Yogis, non-yogis, long-term meditators, and short-term 'dabblers' alike will all agree that meditation improves focus. But, until now, no studies had shown how breathing influences attention in the brain. New research explores the neurophysiological effects of controlled breathing.
Lately, more and more studies have confirmed that yoga and mindfulness benefit the brain as much as the body.
Just 25 minutes of yoga or mindfulness have been shown to improve brain function and boost energy levels, for example.
Yoga can make you more resilient to stress, and some studies have even found the molecular explanation for this; practicing either yoga or mindfulness can reduce the genetic changes that lead to stress.
As a wonderful perk in addition to all of the benefits above, meditation may also be the solution to age-related cognitive decline.
A recent study has suggested that the practice can keep our brains healthy and youthful in the long run — but the findings were just observational, so the study could not explain causality.
However, new research may help us to understand the "why" and "how." Some neurophysiological reactions that occur as a result of breathing-centered meditation practices are brought to light in the new study, which was led by Michael Melnychuk, a Ph.D. researcher at the Trinity College Institute of Neuroscience in Dublin, Ireland.
In the paper — which is published in the journal Psychophysiology — Melnychuk and his colleagues show how controlled breathing affects levels of a neurotransmitter called noradrenaline, a "stress hormone" that can cause our hearts to beat faster and our pupils to dilate when we're excited.
In the right amount, the researchers explain, noradrenaline creates new connections between brain cells, and the study centered on how levels of this neurotransmitter changed in a brain area called the locus coeruleus.
This is the production site of noradrenaline and a region known to be involved in both attention and breathing.
Melnychuk explains the function of noradrenaline, saying, "Noradrenaline is an all-purpose action system in the brain."
"When we are stressed we produce too much noradrenaline and we can't focus," he says. "When we feel sluggish, we produce too little and again, we can't focus. There is a sweet spot of noradrenaline in which our emotions, thinking, and memory are much clearer."
To examine the effect of breathing on attention, the brain's locus coeruleus, and noradrenaline, the researchers used neuroimaging techniques and measured the pupil dilation of participants while they performed cognitive tasks that required great focus.
The researchers monitored and calculated the participants' breathing, reaction time, and activity in the locus coeruleus brain area.
Melnychuk and his team found that study participants who focused better on these tasks had better coupling between respiration patterns and attention. Additionally, activity in the locus coeruleus increased as participants breathed in and decreased as they breathed out.
"Put simply," Melnychuk explains, "this means that our attention is influenced by our breath and that it rises and falls with the cycle of respiration. It is possible that by focusing on and regulating your breathing, you can optimize your attention level and likewise, by focusing on your attention level, your breathing becomes more synchronized."
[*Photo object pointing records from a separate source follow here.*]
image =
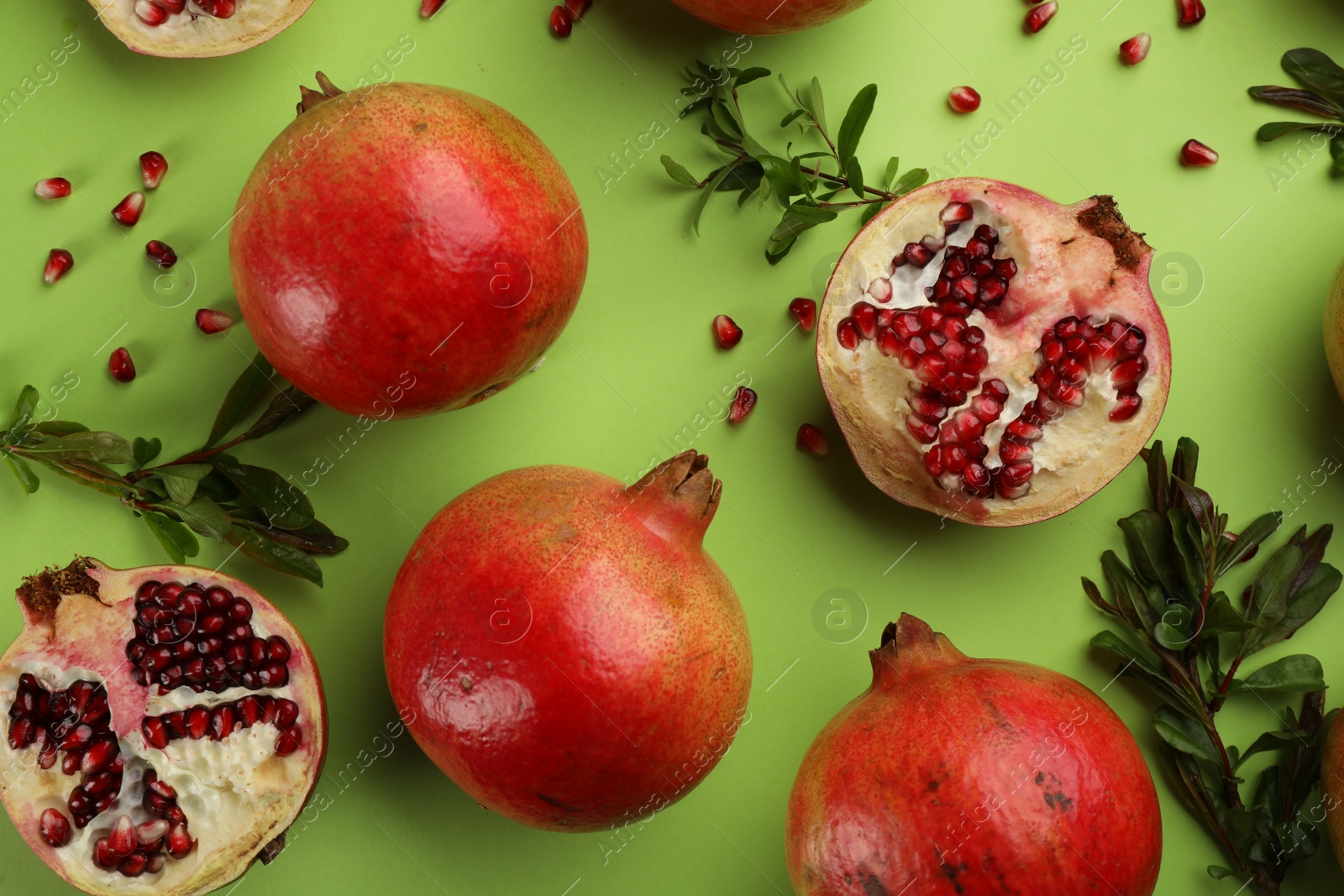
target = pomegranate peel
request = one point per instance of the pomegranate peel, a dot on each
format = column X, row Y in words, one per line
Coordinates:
column 564, row 647
column 978, row 777
column 992, row 356
column 101, row 805
column 199, row 27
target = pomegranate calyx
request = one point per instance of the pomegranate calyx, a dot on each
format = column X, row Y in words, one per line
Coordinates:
column 313, row 98
column 40, row 594
column 679, row 497
column 1104, row 221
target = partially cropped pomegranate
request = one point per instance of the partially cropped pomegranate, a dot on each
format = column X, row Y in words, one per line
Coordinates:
column 972, row 778
column 197, row 27
column 564, row 649
column 992, row 356
column 768, row 16
column 407, row 248
column 165, row 725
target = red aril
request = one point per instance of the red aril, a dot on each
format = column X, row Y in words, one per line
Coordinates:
column 105, row 782
column 726, row 332
column 53, row 188
column 1136, row 49
column 1018, row 362
column 743, row 405
column 120, row 365
column 972, row 777
column 60, row 262
column 768, row 16
column 964, row 100
column 491, row 250
column 202, row 29
column 564, row 647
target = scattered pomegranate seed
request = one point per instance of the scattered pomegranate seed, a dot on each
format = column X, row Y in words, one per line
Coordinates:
column 58, row 265
column 1136, row 49
column 743, row 405
column 964, row 100
column 53, row 188
column 212, row 322
column 806, row 312
column 121, row 367
column 161, row 253
column 561, row 22
column 1189, row 13
column 152, row 168
column 813, row 441
column 1039, row 16
column 1196, row 155
column 128, row 210
column 726, row 332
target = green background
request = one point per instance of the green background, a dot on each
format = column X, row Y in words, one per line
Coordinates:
column 1247, row 259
The researchers explain that their findings help to explain why meditators who practice breathing-centered practices report increased focus and have healthier-looking brains.
Senior investigator Ian Robertson, the co-director of the Global Brain Health Institute at Trinity, says, "Yogis and Buddhist practitioners have long considered the breath an especially suitable object for meditation."
"It is believed that by observing the breath, and regulating it in precise ways — a practice known as pranayama — changes in arousal, attention, and emotional control that can be of great benefit to the meditator are realized."
"Our research finds that there is evidence to support the view that there is a strong connection between breath-centered practices and a steadiness of mind," he continues.
The findings may be useful for treating people with attention deficit disorder, but also for healthy seniors who wish to keep their mind agile well into old age.
"Brains typically lose mass as they age, but less so in the brains of long-term meditators," adds Robertson. "More 'youthful' brains have a reduced risk of dementia and mindfulness meditation techniques actually strengthen brain networks."
Our research offers one possible reason for this — using our breath to control one of the brain's natural chemical messengers, noradrenaline, which in the right 'dose' helps the brain grow new connections between cells."